Verizon argues that net neutrality doesn’t just restrict healthy competition between ISPs, but that the FCC has no authority to make the ruling, and that it actually violates their first amendment right to free speech. According to Verizon, the data they choose to transmit (and not to transmit) over their network is a form of speech. They argue that, like newspapers, they should have the right to ‘editorial discretion’ over what content they will and will not allow users access to.

Of course, the ‘editorial discretion’ of ISPs could effectively stop many ordinary people from exercising their right to free speech through the medium of the internet. If the ISPs chose to become the discerning ‘editors’ of the internet, then all sorts of content could be blocked on the grounds that it is distasteful or simply doesn’t fit with the editors vision of what the internet should be. The version of the internet users were able to see would depend greatly on which ISP they chose to use.

At the moment, the validity of the net neutrality rules is still to be decided. Luckily most ISPs have so far chosen not to exercise their editorial control over the internet to any great extent. AT&T have been accused of unfairly attempting to block access to competitors’ sites and of forcing users to pay for unnecessary data in order to use the Apple Service, Facetime, however they have recently agreed to allow some users to use Facetime over their cellular network in a token move to appease the FCC.

The question of who has the right to regulate the Internet has been hotly debated recently, with the failed WCIT (World Conference on International Telecommunications) conference of last year showing just how sensitive an issue it is. Verizon argues that the net neutrality rules proposed by the FCC are just another step towards a more governmentally regulated Internet. Paul Murphy at Zdnet went as far as to suggest that the net neutrality rules are ‘Orwellian,’ and will create a situation where each and every ‘packet you send or receive [will be passed] through a regulatory sieve.’ Many others, including Ryan Radia at Techliberation believe that ‘regulatory intervention is a recipe for entrenching the status-quo’ and that net neutrality will stifle the innovation that has made the Internet what it is today.

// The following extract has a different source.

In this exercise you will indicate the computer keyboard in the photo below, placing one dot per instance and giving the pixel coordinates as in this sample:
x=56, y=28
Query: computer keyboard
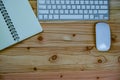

The US is not the only country where net neutrality and the open nature of the internet are currently being debated. Last year, most of the UK’s ISPs agreed to adhere to a voluntary code of practice which states that legal content, applications, or services should not be blocked, even if they do compete with a service that the company itself provides. The code also states that companies should be completely transparent about the illegal content or applications which it does block. Virgin Media, Vodafone, and Everything Everything have refused to sign the code, however. It remains to be seen whether customers will prefer an ISP which plays by the net neutrality rules or one that is free to block and slow down the traffic of their competitors. Both Chile and the Netherlands, meanwhile, have passed legislation to ensure that all ISPs adhere to net neutrality rules.

It is thought that a ruling will be made on Verizon’s appeal in the next few months. If their constitutional argument does indeed stand then it will be a strong victory for the private control over the internet by ISPs, perhaps making ISPs the new ‘kingmakers’ of the internet. If the transmission of data by ISPs is indeed considered speech then, in essence, the road to censorship will be wide open in the form of ‘editorial discretion.’ While a governmental ‘regulatory sieve’ is undesirable, a privately edited Internet is surely more so.